谢明烛在栅栏内侧找到了陆舫留下的第二处标记。不是炭条画的——是拓片。一张巴掌大的藤纸被贴在栅栏内侧的铁条上,纸上拓的是第三枚骨片的导流槽纹路。拓片用炭条侧刮法拓的,纹路清晰,每一条导流槽的走向、间距、深度变化都在纸面上以灰度的形式精确呈现。拓片右下角是陆舫的左手签名——一个极小的“舫”字,收笔往左下方勾。签名旁边是常平用探针刻的三个数字:最浅槽深零点四丝,最深槽深二点七丝,平均衰减率比第二枚骨片差了约一成七。一成七的衰减,对应的是骨片阻尼效率在一天之内下降了近两成。这个速度如果持续下去,第三枚骨片会在三天内完全失效。
“第三枚骨片已经快不行了。

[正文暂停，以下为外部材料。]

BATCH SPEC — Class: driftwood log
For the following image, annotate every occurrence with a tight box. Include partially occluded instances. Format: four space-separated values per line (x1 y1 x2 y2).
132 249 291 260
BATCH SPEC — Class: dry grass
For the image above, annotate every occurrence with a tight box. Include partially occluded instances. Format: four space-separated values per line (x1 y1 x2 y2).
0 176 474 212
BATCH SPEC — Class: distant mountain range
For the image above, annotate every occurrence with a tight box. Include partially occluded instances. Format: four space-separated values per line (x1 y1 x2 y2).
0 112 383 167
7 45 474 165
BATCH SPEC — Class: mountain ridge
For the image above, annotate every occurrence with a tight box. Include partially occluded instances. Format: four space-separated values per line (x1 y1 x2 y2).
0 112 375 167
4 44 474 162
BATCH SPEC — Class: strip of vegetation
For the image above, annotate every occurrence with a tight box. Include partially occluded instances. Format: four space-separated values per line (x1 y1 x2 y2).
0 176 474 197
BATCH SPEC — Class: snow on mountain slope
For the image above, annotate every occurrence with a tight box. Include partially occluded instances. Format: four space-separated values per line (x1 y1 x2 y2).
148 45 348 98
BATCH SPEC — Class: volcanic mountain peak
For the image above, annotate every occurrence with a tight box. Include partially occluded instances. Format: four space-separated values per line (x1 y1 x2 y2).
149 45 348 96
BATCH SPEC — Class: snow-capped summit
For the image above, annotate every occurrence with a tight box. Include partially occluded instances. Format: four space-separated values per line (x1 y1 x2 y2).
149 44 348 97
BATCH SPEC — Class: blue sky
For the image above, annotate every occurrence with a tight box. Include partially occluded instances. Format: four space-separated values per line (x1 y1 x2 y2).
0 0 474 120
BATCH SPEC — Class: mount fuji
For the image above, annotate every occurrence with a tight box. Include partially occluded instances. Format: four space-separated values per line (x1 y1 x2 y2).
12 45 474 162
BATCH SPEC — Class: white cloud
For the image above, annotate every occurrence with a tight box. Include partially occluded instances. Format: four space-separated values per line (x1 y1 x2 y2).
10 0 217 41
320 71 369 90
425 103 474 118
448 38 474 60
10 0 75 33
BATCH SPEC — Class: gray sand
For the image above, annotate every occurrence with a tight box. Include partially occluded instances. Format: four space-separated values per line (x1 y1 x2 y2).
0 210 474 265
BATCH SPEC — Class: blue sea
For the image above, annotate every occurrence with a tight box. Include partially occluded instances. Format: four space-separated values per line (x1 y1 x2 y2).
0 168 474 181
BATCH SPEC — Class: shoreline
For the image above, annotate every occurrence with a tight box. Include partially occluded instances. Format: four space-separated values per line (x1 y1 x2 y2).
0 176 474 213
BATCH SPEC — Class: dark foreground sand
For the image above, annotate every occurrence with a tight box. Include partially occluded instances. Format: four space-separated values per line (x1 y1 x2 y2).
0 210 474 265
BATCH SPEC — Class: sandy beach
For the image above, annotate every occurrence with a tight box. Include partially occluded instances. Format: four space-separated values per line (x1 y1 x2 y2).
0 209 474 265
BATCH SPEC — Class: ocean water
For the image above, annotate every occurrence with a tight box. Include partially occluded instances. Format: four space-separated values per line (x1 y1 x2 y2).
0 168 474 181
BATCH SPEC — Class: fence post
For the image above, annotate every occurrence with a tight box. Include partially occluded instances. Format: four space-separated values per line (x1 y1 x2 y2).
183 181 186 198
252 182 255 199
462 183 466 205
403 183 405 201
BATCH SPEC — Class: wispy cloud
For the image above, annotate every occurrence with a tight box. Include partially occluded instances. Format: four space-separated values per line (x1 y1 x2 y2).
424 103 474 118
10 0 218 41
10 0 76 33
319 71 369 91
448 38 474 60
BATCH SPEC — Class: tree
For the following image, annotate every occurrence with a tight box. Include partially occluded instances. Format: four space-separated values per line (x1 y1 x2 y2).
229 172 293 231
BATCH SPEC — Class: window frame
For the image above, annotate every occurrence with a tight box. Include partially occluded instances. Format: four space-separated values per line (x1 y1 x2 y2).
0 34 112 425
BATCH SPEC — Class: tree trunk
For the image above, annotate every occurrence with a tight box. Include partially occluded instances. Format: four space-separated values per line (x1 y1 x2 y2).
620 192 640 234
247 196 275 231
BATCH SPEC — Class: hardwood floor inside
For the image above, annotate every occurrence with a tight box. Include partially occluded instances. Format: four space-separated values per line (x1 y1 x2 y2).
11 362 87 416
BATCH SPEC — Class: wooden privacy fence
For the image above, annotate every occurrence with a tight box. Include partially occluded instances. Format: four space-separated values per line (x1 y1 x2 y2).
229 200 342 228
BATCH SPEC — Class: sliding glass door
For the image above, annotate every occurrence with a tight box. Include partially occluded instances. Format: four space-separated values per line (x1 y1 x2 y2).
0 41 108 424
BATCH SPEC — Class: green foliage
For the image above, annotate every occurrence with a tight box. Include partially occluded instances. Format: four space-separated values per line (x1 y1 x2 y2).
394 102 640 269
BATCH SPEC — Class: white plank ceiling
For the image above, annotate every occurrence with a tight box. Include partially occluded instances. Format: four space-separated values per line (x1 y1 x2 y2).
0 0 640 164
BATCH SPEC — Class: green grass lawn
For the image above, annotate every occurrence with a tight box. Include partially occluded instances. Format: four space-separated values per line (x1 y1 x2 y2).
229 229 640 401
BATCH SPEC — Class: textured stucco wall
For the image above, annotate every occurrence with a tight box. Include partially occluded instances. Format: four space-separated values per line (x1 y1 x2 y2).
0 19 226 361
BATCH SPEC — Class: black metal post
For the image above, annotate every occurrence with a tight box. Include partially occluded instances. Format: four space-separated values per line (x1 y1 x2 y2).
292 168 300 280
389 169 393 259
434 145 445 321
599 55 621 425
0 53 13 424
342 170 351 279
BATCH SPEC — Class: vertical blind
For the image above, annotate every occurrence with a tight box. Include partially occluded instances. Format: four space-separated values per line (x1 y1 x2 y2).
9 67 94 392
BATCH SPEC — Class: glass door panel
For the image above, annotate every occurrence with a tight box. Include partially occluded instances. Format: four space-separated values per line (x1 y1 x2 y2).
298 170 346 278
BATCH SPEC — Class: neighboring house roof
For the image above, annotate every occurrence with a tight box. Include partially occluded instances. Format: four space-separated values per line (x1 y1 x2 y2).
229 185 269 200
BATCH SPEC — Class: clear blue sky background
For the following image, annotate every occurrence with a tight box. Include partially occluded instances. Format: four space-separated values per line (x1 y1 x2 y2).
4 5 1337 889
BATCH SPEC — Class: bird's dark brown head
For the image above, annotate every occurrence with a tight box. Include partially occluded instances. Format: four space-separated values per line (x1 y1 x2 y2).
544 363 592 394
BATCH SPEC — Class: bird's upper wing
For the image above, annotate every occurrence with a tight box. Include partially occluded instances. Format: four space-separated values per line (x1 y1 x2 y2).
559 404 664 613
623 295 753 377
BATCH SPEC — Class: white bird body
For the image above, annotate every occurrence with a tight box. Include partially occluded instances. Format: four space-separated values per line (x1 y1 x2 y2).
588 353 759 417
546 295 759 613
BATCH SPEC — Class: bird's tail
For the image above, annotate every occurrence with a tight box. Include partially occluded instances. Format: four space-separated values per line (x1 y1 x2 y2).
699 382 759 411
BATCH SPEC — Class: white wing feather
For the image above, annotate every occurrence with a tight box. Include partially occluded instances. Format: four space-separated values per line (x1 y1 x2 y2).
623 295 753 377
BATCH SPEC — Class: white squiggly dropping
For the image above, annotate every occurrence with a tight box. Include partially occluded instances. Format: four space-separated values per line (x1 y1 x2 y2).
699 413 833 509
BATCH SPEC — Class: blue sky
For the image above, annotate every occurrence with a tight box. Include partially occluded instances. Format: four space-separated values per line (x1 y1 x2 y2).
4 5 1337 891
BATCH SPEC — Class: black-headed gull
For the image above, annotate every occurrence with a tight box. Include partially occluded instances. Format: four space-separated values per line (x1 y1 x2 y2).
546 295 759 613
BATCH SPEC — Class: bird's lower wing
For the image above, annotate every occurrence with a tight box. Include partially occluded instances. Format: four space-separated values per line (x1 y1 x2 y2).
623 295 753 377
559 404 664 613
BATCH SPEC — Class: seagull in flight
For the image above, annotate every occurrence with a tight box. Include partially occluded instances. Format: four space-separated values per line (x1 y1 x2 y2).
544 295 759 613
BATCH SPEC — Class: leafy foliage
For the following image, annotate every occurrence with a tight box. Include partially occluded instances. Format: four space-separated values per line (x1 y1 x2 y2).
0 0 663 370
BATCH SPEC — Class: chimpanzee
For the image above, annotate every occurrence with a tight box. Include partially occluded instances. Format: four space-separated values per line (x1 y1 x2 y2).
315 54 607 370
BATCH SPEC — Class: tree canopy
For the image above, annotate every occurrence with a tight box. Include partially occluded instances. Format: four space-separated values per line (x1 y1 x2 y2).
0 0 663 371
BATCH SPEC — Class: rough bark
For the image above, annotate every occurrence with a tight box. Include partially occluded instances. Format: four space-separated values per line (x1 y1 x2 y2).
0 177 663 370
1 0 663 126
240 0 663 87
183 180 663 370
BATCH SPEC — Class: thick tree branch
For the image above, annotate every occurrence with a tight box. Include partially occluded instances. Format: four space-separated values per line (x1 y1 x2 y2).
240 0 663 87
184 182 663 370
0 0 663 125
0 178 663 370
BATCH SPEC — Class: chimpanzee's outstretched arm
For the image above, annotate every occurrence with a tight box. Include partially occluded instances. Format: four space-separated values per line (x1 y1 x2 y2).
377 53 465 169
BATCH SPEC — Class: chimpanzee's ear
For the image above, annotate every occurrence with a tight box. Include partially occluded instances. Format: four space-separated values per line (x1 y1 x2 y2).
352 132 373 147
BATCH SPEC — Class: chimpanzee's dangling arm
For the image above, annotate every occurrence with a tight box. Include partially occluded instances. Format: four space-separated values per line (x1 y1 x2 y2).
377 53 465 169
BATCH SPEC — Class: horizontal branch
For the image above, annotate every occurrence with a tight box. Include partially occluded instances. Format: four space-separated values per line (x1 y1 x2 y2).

”谢明烛把拓片递给萧烬。“常平测的导流槽最浅处只有零点四丝,快到探针的测量极限了。导流槽越浅,骨片内部的谐振腔共振频率就越不稳定。这枚骨片的共振频率应该在最近几个时辰内开始漂移了——漂移方向是往高频走。高频就是七息方向。骨片在失效之前会短暂地和饕餮的心跳频率产生共振,共振会加速导流槽内壁的金色微粒剥落。一旦剥落到槽底,骨片就从阻尼器变成了放大器——它不但不压制七息频率,反而会放大。”
“还有多长时间。”
“常平写的是‘一成七’,指的是一天之内衰减了一成七。按线性衰减算,三天后归零。但不是线性的——骨片在最后阶段的衰减是指数的。实际可用时间可能只有一天半。”她把拓片翻过来。拓片背面是陆舫写的另一行字,字迹比正面的签名潦草得多,显然是在匆忙中写的:“第四枚骨片在主坑深处,入口被塌方碎石封了。常平用探路绳测了碎石后面的玄铁分布——有反应。不是自然铁矿,是人为埋设的玄铁护盾。护盾后面应该就是骨片主控器。我们在采石场补给点等你们。”